Two issues of algorithmic collusion are addressed in this paper. First, we show that in a general class of symmetric games, including Prisoner's Dilemma, Bertrand competition, and any (nonlinear) mixture of first and second price auction, only (strict) Nash Equilibrium (NE) is stochastically stable. Therefore, the tacit collusion is driven by failure to learn NE due to insufficient learning, instead of learning some strategies to sustain collusive outcomes. Second, we study how algorithms adapt to collusion in real simulations with insufficient learning. Extensive explorations in early stages and discount factors inflates the Q-value, which interrupts the sequential and alternative price undercut and leads to bilateral rebound. The process is iterated, making the price curves like Edgeworth cycles. When both exploration rate and Q-value decrease, algorithms may bilaterally rebound to relatively high common price level by coincidence, and then get stuck. Finally, we accommodate our reasoning to simulation outcomes in the literature, including optimistic initialization, market design and algorithm design.

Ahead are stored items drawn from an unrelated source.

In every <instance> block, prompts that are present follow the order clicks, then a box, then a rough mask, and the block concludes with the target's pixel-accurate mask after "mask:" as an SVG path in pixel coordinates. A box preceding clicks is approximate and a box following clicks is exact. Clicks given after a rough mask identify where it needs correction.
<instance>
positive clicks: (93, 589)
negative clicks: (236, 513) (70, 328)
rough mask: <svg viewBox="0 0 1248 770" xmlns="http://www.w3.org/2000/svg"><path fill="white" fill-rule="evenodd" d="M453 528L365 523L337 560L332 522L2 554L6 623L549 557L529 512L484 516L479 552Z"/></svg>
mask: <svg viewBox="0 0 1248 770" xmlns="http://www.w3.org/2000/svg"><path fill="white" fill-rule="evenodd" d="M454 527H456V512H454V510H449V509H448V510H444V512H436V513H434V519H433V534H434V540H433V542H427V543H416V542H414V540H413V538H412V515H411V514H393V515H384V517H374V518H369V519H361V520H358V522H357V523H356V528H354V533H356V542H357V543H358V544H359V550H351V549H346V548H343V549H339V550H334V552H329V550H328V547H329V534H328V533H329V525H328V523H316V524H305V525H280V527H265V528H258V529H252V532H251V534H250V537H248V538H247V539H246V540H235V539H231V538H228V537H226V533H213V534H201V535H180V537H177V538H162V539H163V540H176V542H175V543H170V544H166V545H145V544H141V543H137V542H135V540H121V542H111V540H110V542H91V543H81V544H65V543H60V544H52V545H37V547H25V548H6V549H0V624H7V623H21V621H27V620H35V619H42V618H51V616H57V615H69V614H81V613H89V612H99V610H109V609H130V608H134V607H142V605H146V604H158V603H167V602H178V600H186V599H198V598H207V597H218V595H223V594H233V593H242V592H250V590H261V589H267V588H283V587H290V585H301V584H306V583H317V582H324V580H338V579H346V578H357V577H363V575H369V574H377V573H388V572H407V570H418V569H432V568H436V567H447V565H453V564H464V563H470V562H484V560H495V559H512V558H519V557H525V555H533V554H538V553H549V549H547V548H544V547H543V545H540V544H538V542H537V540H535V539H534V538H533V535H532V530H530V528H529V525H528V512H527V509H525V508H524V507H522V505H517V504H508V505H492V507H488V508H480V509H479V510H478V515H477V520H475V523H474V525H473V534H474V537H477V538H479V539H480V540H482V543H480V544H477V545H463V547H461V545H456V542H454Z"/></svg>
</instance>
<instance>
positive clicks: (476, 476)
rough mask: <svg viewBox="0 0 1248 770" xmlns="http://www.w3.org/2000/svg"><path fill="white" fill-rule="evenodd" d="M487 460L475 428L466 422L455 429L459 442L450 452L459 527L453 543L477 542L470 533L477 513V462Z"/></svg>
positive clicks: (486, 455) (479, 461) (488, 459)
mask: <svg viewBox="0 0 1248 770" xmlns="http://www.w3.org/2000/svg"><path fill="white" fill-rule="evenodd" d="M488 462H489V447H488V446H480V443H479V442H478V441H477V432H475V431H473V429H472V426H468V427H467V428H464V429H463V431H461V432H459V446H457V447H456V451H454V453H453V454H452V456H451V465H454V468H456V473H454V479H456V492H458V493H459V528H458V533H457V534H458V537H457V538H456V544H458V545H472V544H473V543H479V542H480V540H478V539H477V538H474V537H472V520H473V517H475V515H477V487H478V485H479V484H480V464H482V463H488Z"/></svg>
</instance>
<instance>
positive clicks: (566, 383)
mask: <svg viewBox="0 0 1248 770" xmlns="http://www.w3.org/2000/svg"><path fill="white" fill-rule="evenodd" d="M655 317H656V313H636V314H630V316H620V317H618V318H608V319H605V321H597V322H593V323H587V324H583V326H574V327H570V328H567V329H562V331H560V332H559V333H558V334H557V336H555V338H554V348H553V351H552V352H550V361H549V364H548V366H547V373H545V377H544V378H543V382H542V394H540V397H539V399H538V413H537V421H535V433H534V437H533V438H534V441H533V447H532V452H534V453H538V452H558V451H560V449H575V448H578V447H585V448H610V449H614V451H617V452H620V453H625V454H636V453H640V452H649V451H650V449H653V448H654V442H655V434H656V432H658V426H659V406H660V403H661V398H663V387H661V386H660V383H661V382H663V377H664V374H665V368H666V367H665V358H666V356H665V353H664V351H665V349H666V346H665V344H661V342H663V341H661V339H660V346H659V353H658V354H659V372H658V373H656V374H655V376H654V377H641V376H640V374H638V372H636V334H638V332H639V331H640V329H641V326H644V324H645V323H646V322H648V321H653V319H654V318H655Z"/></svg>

翻译：本文探讨了算法合谋的两个核心问题。首先，我们证明，在一类广泛的对称博弈（包括囚徒困境、伯特兰竞争以及任何（非线性）一价与二价拍卖的混合形式）中，只有（严格）纳什均衡是随机稳定的。因此，默示合谋的产生是由于学习不足导致无法习得纳什均衡，而非习得了维持合谋结果的策略。其次，我们研究了在真实模拟中，算法如何在学习不足的情况下适应合谋。早期阶段的大量探索和折扣因子会抬高Q值，这打断了连续且交替的降价行为，并导致双方价格反弹。该过程不断迭代，使得价格曲线呈现出埃奇沃思周期的形态。当探索率和Q值均下降时，算法可能偶然地共同反弹至相对较高的共同价格水平，随后陷入停滞。最后，我们将上述推理与文献中的模拟结果（包括乐观初始化、市场设计和算法设计）进行了适配。